Jeremy and Ramon exchanged tense glances as Jerel slowly shook his head. Lian quickly caught Jilla’s eyes, signaling that the Indiian should make subtle physical contact with her Bonded. But Sulu only said, with admirable patience, “All right, Lieutenant, it’s considered. Get me facts to back it up.” He stood. “The rest of you – facts! Dismissed.”
As the officers filed out, Sulu turned to Jeremy.
“They’re up to something,” he said.
Jeremy nodded. “But what?”
“Whatever they’re doing, they’re not being very secretive about it.”
Jilla glanced up from the desk in her cabin at Sulu’s annoyed statement. He was lounging on their bed, frowning at the statboard which contained the latest batch of communications between the Klingon base on Ninoa II and the battle cruiser. She put aside her own engineering reports and crossed the room to him.
“Look at this,” Sulu continued. “Streams of reports, results of genetic tests, breeding counts, progress excellent, on schedule, no unanticipated difficulties, continuing work – and not one fucking word about what! It simply doesn’t make sense. You’d think they didn’t care who knew they were screwing around down there!”
Jilla took a deep, calming breath and placed her hand on Sulu’s knee. “Perhaps they do not,” she offered gently. “Perhaps they are not doing anything inimical.”
“Klingons?” Sulu scoffed. “And how fucking likely is that?”
“Agreed,” the Indiian responded, “but we have been in orbit for three days and…”

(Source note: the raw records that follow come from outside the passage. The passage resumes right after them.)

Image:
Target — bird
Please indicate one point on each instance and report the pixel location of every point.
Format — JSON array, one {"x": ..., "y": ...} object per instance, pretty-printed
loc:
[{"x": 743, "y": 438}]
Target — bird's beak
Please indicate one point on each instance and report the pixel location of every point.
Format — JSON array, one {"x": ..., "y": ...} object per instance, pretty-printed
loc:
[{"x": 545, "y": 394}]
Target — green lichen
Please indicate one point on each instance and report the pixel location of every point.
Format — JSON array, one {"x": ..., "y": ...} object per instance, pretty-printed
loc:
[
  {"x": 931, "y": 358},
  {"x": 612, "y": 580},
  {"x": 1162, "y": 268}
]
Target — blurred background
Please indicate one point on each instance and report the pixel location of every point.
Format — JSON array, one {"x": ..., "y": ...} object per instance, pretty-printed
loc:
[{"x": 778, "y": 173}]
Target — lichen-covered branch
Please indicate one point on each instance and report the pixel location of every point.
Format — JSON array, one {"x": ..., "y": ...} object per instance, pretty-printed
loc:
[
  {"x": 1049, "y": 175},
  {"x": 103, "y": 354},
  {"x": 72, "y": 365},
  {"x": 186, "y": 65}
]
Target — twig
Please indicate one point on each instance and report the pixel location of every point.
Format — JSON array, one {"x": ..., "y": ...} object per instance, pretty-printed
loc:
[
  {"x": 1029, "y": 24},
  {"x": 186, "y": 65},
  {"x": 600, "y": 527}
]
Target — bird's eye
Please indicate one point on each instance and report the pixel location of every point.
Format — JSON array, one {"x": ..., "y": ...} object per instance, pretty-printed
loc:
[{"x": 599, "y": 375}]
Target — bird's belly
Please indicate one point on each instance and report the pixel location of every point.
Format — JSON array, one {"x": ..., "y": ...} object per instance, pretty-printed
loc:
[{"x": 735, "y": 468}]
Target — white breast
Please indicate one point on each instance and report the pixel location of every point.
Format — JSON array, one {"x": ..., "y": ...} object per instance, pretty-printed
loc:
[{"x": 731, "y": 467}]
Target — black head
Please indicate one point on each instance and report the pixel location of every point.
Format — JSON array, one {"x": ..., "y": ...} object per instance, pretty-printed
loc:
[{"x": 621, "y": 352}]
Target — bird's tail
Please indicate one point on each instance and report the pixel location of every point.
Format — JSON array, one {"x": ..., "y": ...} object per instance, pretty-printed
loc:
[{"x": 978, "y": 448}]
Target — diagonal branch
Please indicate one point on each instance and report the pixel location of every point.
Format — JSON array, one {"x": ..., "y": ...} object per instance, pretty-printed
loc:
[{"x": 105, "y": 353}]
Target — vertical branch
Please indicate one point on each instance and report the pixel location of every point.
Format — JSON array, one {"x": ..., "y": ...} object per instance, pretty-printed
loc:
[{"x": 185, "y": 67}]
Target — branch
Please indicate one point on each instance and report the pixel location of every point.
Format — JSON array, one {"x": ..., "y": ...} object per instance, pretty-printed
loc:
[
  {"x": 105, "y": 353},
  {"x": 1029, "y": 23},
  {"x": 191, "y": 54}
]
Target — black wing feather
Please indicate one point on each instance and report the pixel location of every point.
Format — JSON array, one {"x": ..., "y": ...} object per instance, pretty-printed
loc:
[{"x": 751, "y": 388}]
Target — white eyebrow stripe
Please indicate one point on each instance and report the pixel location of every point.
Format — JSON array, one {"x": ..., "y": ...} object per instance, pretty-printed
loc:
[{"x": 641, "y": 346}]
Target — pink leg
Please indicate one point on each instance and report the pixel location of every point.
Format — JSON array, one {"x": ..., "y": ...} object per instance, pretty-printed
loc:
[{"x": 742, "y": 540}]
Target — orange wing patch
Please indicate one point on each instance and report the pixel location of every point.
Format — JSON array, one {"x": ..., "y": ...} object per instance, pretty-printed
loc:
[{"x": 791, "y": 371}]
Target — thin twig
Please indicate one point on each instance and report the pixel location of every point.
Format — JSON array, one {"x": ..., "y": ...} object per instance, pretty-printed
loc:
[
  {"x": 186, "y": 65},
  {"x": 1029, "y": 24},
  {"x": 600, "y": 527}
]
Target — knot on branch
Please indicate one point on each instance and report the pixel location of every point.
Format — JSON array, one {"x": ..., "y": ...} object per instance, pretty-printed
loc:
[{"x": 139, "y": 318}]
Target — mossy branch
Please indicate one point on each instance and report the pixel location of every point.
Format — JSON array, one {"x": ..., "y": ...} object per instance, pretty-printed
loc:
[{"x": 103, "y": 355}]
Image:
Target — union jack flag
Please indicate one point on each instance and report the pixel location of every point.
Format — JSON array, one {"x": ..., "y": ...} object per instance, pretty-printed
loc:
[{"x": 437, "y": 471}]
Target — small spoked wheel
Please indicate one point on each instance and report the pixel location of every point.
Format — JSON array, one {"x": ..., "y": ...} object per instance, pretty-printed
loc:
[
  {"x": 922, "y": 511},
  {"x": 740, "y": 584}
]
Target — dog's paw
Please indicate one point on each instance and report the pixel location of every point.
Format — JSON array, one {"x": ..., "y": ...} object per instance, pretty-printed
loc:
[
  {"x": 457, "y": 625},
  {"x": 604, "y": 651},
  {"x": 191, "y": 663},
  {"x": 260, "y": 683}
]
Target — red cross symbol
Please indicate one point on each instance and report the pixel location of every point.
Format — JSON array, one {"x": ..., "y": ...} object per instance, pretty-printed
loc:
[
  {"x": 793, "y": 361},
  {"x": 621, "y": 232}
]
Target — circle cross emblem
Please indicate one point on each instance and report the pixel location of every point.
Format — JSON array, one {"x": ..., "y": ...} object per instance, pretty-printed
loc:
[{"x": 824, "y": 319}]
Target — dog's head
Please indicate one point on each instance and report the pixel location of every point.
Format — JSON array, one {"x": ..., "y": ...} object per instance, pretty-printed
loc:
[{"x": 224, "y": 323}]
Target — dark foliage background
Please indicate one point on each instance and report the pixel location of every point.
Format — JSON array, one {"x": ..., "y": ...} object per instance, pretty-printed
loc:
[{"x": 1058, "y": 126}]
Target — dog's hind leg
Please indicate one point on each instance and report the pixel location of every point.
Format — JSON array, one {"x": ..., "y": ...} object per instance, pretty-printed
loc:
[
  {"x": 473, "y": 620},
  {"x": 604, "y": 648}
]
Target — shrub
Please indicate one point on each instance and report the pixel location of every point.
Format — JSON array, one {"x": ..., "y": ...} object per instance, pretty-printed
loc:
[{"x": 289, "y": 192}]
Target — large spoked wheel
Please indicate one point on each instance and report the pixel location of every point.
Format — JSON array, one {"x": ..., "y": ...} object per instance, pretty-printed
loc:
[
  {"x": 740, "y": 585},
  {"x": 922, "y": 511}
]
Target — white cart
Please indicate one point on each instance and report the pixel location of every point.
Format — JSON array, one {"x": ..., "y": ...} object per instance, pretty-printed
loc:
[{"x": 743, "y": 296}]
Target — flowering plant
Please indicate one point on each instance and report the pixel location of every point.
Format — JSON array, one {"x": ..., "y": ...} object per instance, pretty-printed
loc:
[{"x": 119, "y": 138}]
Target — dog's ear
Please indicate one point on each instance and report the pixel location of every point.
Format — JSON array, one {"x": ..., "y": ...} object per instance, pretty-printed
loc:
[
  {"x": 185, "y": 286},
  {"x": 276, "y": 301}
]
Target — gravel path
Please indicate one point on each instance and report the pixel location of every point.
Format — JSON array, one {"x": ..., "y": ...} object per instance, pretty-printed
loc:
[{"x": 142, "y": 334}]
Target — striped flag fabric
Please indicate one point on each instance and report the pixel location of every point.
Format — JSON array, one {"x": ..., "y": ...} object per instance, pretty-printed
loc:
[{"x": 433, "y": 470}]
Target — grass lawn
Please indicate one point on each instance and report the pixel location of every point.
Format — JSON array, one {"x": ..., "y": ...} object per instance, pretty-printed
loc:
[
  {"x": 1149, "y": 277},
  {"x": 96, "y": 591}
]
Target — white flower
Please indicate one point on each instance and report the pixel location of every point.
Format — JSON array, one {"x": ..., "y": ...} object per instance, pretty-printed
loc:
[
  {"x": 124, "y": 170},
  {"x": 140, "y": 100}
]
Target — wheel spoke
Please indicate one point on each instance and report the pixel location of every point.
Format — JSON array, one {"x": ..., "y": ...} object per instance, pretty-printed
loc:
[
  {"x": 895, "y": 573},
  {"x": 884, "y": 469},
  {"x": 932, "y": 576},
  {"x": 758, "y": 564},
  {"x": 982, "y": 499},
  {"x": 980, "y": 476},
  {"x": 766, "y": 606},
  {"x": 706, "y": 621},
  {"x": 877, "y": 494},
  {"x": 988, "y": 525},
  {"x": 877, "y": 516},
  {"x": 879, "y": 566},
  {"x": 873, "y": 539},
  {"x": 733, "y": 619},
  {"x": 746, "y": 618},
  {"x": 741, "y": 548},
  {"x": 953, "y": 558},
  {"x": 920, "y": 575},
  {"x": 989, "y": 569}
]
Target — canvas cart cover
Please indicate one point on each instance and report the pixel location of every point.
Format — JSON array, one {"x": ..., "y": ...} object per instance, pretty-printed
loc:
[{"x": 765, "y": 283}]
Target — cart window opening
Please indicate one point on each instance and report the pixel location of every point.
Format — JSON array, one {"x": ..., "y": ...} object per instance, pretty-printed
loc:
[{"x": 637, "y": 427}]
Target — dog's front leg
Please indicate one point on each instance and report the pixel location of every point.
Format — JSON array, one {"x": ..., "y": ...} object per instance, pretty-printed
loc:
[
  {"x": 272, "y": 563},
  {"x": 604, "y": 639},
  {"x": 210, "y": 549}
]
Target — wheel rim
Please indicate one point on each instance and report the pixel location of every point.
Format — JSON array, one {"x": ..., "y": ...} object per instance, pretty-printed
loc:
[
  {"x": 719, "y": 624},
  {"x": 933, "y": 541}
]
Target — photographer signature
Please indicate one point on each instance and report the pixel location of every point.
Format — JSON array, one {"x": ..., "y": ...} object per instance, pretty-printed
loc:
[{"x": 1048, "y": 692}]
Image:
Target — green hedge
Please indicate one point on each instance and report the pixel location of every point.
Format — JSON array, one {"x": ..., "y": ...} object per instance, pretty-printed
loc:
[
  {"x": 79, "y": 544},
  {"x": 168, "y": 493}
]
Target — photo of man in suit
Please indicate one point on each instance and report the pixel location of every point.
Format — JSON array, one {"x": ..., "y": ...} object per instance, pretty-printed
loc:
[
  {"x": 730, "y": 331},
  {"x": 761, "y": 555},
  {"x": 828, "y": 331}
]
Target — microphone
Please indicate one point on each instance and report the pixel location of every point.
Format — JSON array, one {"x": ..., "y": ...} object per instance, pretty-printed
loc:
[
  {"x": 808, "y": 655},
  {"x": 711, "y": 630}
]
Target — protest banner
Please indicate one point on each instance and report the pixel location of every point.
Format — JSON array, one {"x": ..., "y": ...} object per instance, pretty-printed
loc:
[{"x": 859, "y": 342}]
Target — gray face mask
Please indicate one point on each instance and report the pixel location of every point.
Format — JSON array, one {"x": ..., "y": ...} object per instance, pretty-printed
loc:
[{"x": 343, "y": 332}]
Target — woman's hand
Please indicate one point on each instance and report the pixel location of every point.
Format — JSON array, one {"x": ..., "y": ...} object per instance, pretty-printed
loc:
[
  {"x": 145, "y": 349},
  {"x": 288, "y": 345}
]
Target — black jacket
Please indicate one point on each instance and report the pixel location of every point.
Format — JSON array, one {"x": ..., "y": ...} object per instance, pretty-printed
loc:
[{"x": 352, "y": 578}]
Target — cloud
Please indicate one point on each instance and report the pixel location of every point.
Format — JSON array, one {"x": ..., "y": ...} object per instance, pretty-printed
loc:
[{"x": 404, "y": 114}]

“So we’re wasting our time?”
Jilla’s voice was quiet. “Perhaps.”
Sulu got up, pacing away from the bed and getting himself another cup of coffee from the replicator. “Jilla, they’re up to something, I can feel it!” he asserted, his frustration clear to her senses.
“You keep saying that,” she said mildly.
“I keep feeling it,” he responded. “Something’s not right, I’m missing something somewhere.”
“Something more than captain’s intuition?”
Sulu stopped pacing, staring down at her, not sure if she was referring to ‘something more’ in particular. Looking at her impassive face, he still couldn’t tell.
“I’m taking another party down,” he announced. He strode to the communications console on the desk. “Landing party duty, the following report to the transporter room: Dr. Rendell, Commander Courtland, Commander Paget, Lieutenant Devon, Ensign Salok and Lieutenant Paine. Acknowledge.”
As the acknowledgments started coming, Sulu turned to Jilla and smiled grimly. “First mission and it’s gonna drive me crazy. And I wanted this job.” He shook his head and Jilla gave him a warm smile of encouragement. It faded when he left the cabin, and she rose from her bed, returning to her work. His ‘feeling’ was a strong one and it was settling in her as well. He had to be right, and she only wished she could find out exactly what he was right about.